The ending of a business partnership is not the same thing as a marriage breaking up. But there are a lot of similarities.
In both a real divorce and a business partnership divorce, a close relationship has gone bad. Each party might blame the other for the deterioration, and there is likely to be bitterness and hard feelings on both sides. And when each type of relationship splits up, there are a lot of financial questions that need to be answered.
Just like a messy divorce, a business that has not planned for one of its owners to leave can find itself in a lengthy legal quagmire. One way to avoid this is to go into the new business venture with a comprehensive partnership agreement.

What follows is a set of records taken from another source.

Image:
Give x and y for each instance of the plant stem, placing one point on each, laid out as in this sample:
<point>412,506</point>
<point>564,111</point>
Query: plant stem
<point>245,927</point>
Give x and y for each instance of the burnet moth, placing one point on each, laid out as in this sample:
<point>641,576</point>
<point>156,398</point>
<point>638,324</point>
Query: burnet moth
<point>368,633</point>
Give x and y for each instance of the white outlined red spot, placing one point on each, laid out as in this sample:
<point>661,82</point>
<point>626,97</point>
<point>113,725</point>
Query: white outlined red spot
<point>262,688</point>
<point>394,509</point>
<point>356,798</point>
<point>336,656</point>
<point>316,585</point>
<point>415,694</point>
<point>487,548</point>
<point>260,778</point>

What goes into a partnership agreement
Like any contract, your partnership agreement can lay out each party’s rights and responsibilities when it comes to the business and detail how a dissolution of the partnership will happen. For example, you and your partners can agree whether the remaining partners must buy out the withdrawing partner or if the latter partner can sell their interest to an outside party. You can also plan ahead in case a partner needs to be removed from ownership against their will.
Easing the transition, preserving the business
Just like when a divorcing couple has a prenuptial agreement, having a partnership agreement direct terms of dissolution usually saves everyone a lot of time, legal fees and headaches. You cannot know for sure if a dispute will arise in the future. But if you plan for the possibility ahead of time, you can maximize the chances of your business running smoothly after a change in ownership.